Roaring trade in often smuggled charity castoffs in African street markets risks ruining domestic textile industries
As a boy growing up in Sierra Leone, Kemoh Bah prized his Michael Jackson T-shirt. «I was the only one who had this kind of T-shirt in my village, and I felt like I was part of American culture,» said Bah, dressed head-to-toe in clothes emblazoned with logos outside his roadside secondhand clothes shack in the capital, Freetown.

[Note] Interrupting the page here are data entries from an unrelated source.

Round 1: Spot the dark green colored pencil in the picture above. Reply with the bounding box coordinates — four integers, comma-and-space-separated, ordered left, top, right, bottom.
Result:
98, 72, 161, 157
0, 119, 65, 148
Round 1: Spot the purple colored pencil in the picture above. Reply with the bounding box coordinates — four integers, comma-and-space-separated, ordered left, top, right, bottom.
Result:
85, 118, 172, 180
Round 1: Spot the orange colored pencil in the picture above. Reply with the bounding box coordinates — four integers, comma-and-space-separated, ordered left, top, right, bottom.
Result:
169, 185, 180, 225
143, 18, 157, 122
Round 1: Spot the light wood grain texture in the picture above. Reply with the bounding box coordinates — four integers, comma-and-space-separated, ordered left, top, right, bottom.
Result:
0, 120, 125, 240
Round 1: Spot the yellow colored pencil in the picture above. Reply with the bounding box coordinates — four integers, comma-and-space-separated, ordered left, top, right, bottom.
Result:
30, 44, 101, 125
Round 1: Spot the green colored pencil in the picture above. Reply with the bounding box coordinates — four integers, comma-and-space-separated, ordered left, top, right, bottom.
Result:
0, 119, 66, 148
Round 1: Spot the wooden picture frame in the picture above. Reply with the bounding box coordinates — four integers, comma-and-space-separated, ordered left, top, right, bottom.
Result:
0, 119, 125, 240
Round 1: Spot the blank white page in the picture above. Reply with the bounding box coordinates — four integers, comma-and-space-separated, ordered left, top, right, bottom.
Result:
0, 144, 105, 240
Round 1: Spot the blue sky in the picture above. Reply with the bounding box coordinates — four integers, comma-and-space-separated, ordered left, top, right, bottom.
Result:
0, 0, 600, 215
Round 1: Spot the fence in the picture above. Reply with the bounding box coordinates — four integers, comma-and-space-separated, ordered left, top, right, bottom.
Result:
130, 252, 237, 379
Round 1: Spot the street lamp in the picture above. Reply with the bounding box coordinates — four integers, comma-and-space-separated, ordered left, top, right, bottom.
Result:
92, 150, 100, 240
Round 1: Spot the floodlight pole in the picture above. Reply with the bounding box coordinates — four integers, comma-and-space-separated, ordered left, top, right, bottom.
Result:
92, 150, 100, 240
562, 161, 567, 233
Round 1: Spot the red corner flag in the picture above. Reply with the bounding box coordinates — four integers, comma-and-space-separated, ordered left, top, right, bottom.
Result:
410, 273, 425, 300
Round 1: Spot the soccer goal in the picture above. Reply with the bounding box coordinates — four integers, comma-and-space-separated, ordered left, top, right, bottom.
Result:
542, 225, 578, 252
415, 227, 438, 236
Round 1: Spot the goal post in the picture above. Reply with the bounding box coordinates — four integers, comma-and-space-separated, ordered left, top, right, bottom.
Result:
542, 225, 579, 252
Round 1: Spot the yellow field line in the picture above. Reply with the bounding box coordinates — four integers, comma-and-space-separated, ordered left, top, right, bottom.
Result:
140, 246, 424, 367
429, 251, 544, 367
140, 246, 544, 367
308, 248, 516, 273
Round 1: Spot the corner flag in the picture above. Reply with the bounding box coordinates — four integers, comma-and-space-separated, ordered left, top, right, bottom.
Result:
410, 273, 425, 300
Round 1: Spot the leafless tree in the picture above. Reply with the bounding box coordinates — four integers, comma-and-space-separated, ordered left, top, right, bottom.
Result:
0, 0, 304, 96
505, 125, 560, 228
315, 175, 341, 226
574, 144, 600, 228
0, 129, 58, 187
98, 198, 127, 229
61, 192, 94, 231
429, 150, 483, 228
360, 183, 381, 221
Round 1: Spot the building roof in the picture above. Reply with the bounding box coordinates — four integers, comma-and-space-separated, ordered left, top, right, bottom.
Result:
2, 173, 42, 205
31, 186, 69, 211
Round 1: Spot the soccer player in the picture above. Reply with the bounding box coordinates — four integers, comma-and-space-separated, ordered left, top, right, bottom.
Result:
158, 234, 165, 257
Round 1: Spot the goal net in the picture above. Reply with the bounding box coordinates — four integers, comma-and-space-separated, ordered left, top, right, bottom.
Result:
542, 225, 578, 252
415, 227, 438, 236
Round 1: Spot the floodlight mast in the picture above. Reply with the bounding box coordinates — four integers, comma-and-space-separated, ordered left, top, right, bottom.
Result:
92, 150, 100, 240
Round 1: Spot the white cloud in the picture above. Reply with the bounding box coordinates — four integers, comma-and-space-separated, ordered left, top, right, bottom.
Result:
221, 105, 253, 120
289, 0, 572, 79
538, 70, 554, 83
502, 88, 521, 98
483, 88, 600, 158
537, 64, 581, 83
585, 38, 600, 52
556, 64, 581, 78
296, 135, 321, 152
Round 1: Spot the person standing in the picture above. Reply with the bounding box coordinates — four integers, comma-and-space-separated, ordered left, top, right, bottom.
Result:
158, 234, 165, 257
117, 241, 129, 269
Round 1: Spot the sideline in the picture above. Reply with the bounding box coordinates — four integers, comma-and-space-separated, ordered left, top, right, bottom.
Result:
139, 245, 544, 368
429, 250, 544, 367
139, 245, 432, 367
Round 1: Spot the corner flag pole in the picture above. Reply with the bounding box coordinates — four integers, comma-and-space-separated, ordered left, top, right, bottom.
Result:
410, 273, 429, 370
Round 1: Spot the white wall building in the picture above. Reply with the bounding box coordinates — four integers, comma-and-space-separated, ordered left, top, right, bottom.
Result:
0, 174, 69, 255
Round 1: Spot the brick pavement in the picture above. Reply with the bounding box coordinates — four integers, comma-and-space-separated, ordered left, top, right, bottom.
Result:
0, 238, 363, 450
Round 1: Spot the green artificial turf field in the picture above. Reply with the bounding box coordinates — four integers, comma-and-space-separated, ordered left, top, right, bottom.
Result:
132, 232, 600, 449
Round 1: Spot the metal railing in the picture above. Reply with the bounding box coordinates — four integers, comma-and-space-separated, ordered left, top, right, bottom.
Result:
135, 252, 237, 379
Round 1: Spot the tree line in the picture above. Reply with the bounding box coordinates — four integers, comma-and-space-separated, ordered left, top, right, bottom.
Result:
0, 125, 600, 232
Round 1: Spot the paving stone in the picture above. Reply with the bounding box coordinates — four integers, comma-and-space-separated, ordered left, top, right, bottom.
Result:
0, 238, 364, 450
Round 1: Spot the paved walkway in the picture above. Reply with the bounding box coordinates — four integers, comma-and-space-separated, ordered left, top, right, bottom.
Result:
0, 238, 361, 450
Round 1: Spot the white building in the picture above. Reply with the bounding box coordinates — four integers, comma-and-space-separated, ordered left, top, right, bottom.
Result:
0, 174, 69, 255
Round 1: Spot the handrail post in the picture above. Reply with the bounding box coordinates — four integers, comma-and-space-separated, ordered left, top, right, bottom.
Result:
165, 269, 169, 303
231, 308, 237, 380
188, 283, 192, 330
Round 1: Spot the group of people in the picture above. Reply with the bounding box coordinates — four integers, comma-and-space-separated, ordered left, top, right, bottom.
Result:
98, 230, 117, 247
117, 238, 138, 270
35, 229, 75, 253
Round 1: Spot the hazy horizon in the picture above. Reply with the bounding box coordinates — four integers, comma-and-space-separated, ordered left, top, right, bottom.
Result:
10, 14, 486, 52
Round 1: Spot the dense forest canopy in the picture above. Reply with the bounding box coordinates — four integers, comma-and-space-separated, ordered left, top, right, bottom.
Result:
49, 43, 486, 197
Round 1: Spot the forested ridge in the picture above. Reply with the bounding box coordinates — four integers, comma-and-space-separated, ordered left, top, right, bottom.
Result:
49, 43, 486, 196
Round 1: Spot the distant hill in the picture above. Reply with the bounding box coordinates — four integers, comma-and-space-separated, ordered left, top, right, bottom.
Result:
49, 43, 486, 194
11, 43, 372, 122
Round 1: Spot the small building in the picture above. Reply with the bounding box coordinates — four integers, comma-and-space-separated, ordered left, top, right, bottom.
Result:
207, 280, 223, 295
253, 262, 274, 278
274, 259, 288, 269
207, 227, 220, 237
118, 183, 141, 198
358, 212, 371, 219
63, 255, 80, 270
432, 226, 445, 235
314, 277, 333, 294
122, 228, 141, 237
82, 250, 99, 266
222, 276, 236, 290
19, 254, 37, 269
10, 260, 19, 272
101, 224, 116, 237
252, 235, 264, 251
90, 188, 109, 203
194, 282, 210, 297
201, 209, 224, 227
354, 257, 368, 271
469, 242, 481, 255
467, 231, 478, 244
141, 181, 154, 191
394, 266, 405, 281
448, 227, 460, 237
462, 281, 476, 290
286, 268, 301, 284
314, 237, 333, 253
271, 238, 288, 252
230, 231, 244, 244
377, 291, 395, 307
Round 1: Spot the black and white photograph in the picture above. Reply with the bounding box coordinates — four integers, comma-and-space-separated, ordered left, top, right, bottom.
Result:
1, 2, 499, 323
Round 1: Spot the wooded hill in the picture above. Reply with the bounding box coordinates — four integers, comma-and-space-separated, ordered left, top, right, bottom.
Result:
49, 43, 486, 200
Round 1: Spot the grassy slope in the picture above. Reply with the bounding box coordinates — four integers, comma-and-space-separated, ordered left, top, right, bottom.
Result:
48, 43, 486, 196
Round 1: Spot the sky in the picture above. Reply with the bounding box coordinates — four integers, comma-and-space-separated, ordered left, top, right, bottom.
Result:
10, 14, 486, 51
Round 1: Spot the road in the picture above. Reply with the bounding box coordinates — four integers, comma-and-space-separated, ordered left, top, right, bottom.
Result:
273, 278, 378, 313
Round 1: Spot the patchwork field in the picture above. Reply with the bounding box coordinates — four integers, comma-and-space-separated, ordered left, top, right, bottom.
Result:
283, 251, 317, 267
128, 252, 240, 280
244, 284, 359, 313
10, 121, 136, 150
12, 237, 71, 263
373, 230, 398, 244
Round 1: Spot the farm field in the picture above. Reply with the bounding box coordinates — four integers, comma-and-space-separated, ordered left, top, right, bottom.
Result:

Nicknamed «junks» in Sierra Leone, hand-me-downs account for the majority of outfits in a country where seven out of 10 people live on less than $2 a day. The industry has ballooned to $1bn in Africa since 1990. And yet the combination of western charity and African brand enthusiasm is not always a force for good. Quite apart from the ethical issue of donated goods becoming tradeable commodities on which middlemen can turn a profit, there is the threat to local textile markets to consider.
About a third of globally donated clothes make their way via wholesale rag houses to sub-Saharan Africa, where they end up lining the streets or filling small boutiques. Hawkers say Christmas time, when westerners flock to offload clothes to charity shops, brings in the biggest bales. The lucrative industry has even spawned fake charity clothes collectors in the west.
But critics say the billion-dollar trade risks swamping fragile domestic textiles markets, and 12 countries in Africa are among 31 globally that have now banned their import.